Parmi les différentes contributions à ce numéro de Références, les plus intéressantes restent toutefois celles consacrées aux "Inégalités de niveau de vie en 2015 et sur longue période" et à l'évolution du patrimoine sur une petite vingtaine d'années, entre 1998 et 2015. Pour l'Insee, "les indicateurs d'inégalités sont stables ou en légère hausse en 2015 et globalement stables depuis 2008". Autrement dit, les inégalités ne se sont pas aggravées depuis la crise.

Le fait marquant : le développement de la pauvreté chez les familles monoparentales

Tout n'est pas rose pour autant. L'étude relève ainsi que "le fait marquant de ces vingt dernières années est surtout le développement de la pauvreté des familles monoparentales, dont les membres vivent sous le seuil de pauvreté dans près d'un tiers des cas" (voir notre article ci-dessous du 5 décembre 2017). De même, l'Insee rappelle que "les différences entre catégories socioprofessionnelles se sont maintenues, même si la situation des agriculteurs exploitants, les plus touchés par la pauvreté, s'est améliorée et celle des artisans, commerçants et chefs d'entreprise, dégradée".
En 2015, le revenu médian des Français s'établit ainsi à 20.300 euros annuels, "soit un niveau légèrement plus élevé qu'en 2014 en euros constants, mais toujours en dessous de celui d'avant-crise". De même, le seuil de pauvreté monétaire (60% du niveau de vie médian de la population française) atteint 1.015 euros mensuels (12.180 euros annuels). En 2015, 14,2% de la population vit sous ce seuil de pauvreté, ce qui constitue l'un des plus bas taux de l'Union européenne. Il peut toutefois être beaucoup plus élevé chez certaines catégories (jusqu'à 37,3% pour les personnes au chômage).

Des hauts et des bas

Sur la longue période, l'évolution du taux de pauvreté est assez erratique. Après avoir fortement baissé, de façon continue, de 4,1 points entre 1970 et 1990, notamment sous l'effet de la nette amélioration des retraites, il est resté stable entre 1990 et 1996, a diminué de 1,6 point entre 1996 et 2004, avant d'augmenter de 1,8 point entre 2004 et 2011 (en particulier sous l'effet de la crise de 2008) et évolue peu depuis lors.
En matière de patrimoine, l'évolution est beaucoup plus lisible : entre 1998 et 2015, le patrimoine moyen des Français a doublé, mais il a diminué pour les 20% les moins bien dotés. Les inégalités de patrimoine se sont donc accrues sur la période, même si elles "elles baissent légèrement depuis 2010". L'immobilier explique une bonne part de cette évolution. L'Insee indique ainsi que "les 70% des ménages les mieux dotés ont bénéficié de la forte valorisation du patrimoine immobilier (+133% en euros courants) sur la période, surtout entre 1998 et 2010".
Le patrimoine financier (+75% entre 1998 et 2015, essentiellement sur 2004-2010) amplifie cette évolution, dans la mesure où les 20% de ménages les moins bien dotés possèdent surtout des comptes courants et des livrets d'épargne réglementée, qui se sont peu valorisés sur la période.
Au final et en 2015, la moitié des ménages vivant en France déclarent un patrimoine brut supérieur à 158.000 euros et détiennent collectivement 92% de la masse totale de patrimoine brut.

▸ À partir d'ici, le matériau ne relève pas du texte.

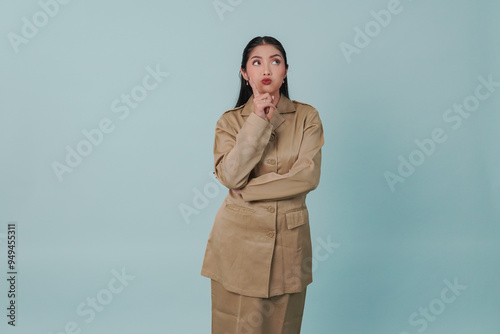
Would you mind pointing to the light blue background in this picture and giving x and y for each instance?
(120, 208)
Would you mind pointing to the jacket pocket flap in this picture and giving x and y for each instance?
(296, 218)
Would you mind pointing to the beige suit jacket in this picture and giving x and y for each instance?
(260, 243)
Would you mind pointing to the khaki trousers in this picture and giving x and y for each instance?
(237, 314)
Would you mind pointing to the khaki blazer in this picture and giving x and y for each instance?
(260, 243)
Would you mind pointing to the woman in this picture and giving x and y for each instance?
(267, 151)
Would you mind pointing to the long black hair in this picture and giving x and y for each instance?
(246, 90)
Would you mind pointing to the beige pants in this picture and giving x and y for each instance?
(237, 314)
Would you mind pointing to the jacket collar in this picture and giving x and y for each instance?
(284, 106)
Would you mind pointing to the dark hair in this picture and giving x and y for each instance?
(246, 90)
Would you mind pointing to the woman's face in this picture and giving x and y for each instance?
(266, 67)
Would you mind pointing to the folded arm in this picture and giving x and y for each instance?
(236, 154)
(301, 178)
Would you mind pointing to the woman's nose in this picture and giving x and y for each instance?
(267, 71)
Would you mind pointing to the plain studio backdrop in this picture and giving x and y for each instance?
(107, 118)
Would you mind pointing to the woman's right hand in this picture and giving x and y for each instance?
(262, 103)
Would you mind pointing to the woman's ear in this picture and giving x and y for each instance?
(243, 74)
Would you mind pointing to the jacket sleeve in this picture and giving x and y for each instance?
(301, 178)
(237, 152)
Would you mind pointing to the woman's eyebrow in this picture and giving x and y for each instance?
(276, 55)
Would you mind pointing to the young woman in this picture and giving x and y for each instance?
(268, 153)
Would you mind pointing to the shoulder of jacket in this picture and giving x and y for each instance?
(302, 104)
(234, 109)
(304, 107)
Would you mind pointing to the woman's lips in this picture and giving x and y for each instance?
(266, 81)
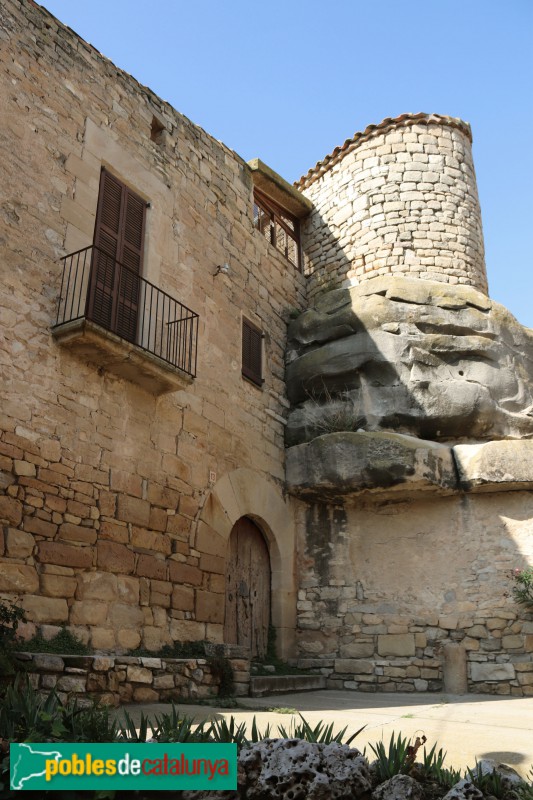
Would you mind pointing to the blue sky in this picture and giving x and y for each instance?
(288, 81)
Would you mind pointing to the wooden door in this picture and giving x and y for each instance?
(117, 258)
(247, 589)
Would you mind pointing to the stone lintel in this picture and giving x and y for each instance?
(279, 190)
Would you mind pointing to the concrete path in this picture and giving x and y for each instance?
(467, 727)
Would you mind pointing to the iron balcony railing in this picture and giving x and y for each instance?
(98, 288)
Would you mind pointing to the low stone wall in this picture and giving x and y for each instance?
(127, 679)
(413, 662)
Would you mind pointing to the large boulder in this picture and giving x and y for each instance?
(340, 464)
(284, 769)
(429, 359)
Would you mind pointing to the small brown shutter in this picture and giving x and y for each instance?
(252, 352)
(117, 260)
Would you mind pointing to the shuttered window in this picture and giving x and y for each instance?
(278, 227)
(117, 259)
(252, 352)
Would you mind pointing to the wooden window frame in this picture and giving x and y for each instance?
(273, 221)
(252, 352)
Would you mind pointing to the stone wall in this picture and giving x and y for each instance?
(128, 679)
(104, 483)
(388, 585)
(401, 197)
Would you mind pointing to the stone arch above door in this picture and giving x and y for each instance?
(246, 493)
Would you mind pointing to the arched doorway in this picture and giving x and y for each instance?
(247, 589)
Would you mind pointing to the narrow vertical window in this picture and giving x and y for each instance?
(252, 352)
(117, 258)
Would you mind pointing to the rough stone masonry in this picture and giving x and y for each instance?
(384, 454)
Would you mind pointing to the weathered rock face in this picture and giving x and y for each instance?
(339, 464)
(287, 768)
(428, 359)
(399, 787)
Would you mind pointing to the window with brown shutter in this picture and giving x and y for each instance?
(252, 352)
(278, 227)
(117, 259)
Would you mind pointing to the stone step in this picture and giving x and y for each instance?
(261, 685)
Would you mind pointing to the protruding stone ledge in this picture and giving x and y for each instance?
(505, 466)
(344, 464)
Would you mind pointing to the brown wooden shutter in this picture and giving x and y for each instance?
(252, 352)
(117, 259)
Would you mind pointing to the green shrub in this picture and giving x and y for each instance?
(64, 643)
(10, 618)
(523, 588)
(400, 757)
(321, 733)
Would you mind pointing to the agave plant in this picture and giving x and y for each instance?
(321, 733)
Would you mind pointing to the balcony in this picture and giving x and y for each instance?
(112, 317)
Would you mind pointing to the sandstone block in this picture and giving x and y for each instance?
(114, 532)
(45, 609)
(150, 567)
(58, 585)
(18, 578)
(77, 533)
(128, 589)
(47, 663)
(107, 503)
(353, 666)
(151, 540)
(97, 586)
(64, 555)
(164, 682)
(10, 510)
(401, 644)
(103, 663)
(184, 573)
(142, 694)
(357, 650)
(163, 496)
(512, 642)
(114, 557)
(40, 527)
(102, 639)
(209, 607)
(492, 672)
(209, 541)
(125, 483)
(71, 683)
(18, 544)
(139, 674)
(24, 468)
(184, 630)
(134, 510)
(213, 564)
(124, 616)
(97, 682)
(158, 519)
(129, 639)
(88, 612)
(183, 598)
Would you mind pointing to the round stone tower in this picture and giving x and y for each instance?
(398, 198)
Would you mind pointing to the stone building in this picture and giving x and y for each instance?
(230, 403)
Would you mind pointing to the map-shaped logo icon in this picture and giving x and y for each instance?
(29, 763)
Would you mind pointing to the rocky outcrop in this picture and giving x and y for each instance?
(399, 787)
(337, 465)
(423, 358)
(288, 768)
(341, 464)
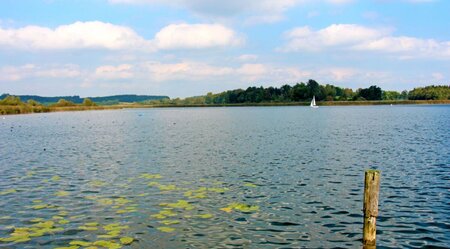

Rapport interdécile et indice de Gini

L'étude de l'Observatoire des inégalités donne une vision un peu différente, même si elle n'est complètement contradictoire. Certes, les inégalités se sont réduites depuis le début des années 70, mais essentiellement durant les deux premières décennies. En revanche, "depuis une vingtaine d'années, les inégalités de revenus augmentent. Les plus aisés s'enrichissent, alors que le niveau de vie des plus pauvres stagne".
L'Observatoire illustre sa démonstration avec l'évolution du rapport interdécile (entre les 10% les plus riches et les 10% les plus pauvres). Ce rapport s'est réduit de 4,6 à 3,3 entre 1970 et 1984. Il est ensuite resté stable pendant toutes les années 80, avant de commencer à alterner baisses et hausses à partir de 1990. Depuis 1996, il varie ainsi entre 3,3 et 3,6 (3,5 en 2015, soit le même niveau qu'en 1996).
On retrouve une évolution voisine avec l'indice de Gini, qui tient compte de l'ensemble des revenus de la population. Après être passé de 0,337 en 1970 à son plus bas de 0,279 en 1998, il tend à remonter depuis lors avec des tendances alternées. Ainsi, au cours des deux dernières décennies, il a atteint son plus haut en 2011 (0,305), avant de retomber à 0,288 en 2013, puis de remonter à 0,292 en 2015 (plus l'indice est bas - entre 0 et 1 -, plus les inégalités sont faibles).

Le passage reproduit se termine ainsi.